Depending on who you talk to, you may have been told that making a site or app "responsive" is easy. And while technically, yes it is relatively easy to make a website adapt its visual display based on the user's screen size, this is in-fact a very complicated topic that involves a lot of considerations to be made, both for the user experience as well as the technical approach.

At Tragic, we build high-performance websites that scale. Below are some of our tips for creating a polished, future-proof responsive experience on every device:

1. Mobile first is not always the best approach, we prefer feature-first.

There has been a recent push in "mobile first" design, that is first designing for mobile and then adapting that design for larger displays. This philosophy is built off of the idea that the majority of a website's traffic comes from mobile. But that is not always true, many websites still get a majority of their traffic from desktop users, and some have a 50/50 split. Also, desktop still has significantly higher conversion rates than mobile (4% to mobile's 1.3%), so if you prioritize the mobile experience you risk a higher loss in conversions for desktop. However, few projects have the budget to design every page for desktop, tablet, and mobile. Our approach, which has proven to be quite effective, is to design the full experience for desktop, design the most important pages for mobile, and then focus on how individual features or functionality will work for both mobile and desktop. This saves your designer the trouble of creating 20+ polished designs, but also provides the outline your developers need to create a polished responsive experience.

2. A good responsive website takes into account the adaptation of content as well as design.

Instead of just focusing on the available pixels, focus on who your user is and what they are trying to do.
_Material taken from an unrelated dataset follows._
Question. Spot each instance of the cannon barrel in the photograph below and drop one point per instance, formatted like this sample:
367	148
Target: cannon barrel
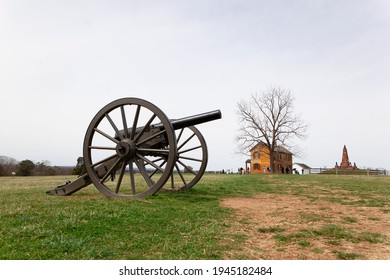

Beyond just optimizing for the user experience, optimize the content for the user and their device. Is the goal of a mobile user the same as a desktop user? If not, prioritize the content / menus / features to help each user accomplish their goals faster and easier on their given devices.

3. Future-proof your design - Don't forget tablet.

Tablet is often overlooked when it comes to responsive design, and this is going to be a growing problem as new types of different devices begin to enter the market. Right now everyone focuses on desktop, and (if they have time) mobile. But nobody is considering the weird in-betweens, which will begin to be a bigger problem as the number of devices continue to grow. You may not have time to design a completely unique experience for every device, but at least make sure you test your website for all screen sizes between mobile and desktop. If you don't you will find yourself constantly fixing issues in the future as new devices begin to enter the market.

4. Load times are part of responsive design and should not be overlooked.

One of the major issues often overlooked in responsive design is the website's load time. Mobile users are finicky, and they do not like to wait for a website to load. Often, part of the load time on mobile is caused by the user having to load the assets for both mobile and desktop. This can be solved in a number of ways depending upon the architecture of your site, but it is important to test and optimize the site to ensure fast loading times for every device. Google has started to adjust ranking based on the site's load time, proving that the importance of optimizing your site is of growing importance.

Above all, the most important thing to remember when it comes to responsive design is to think about your users!
Consider their goals and motives just as much as you consider their device's screen size. Make sure you are creating a site experience that helps them accomplish their tasks with ease no matter what device they are on.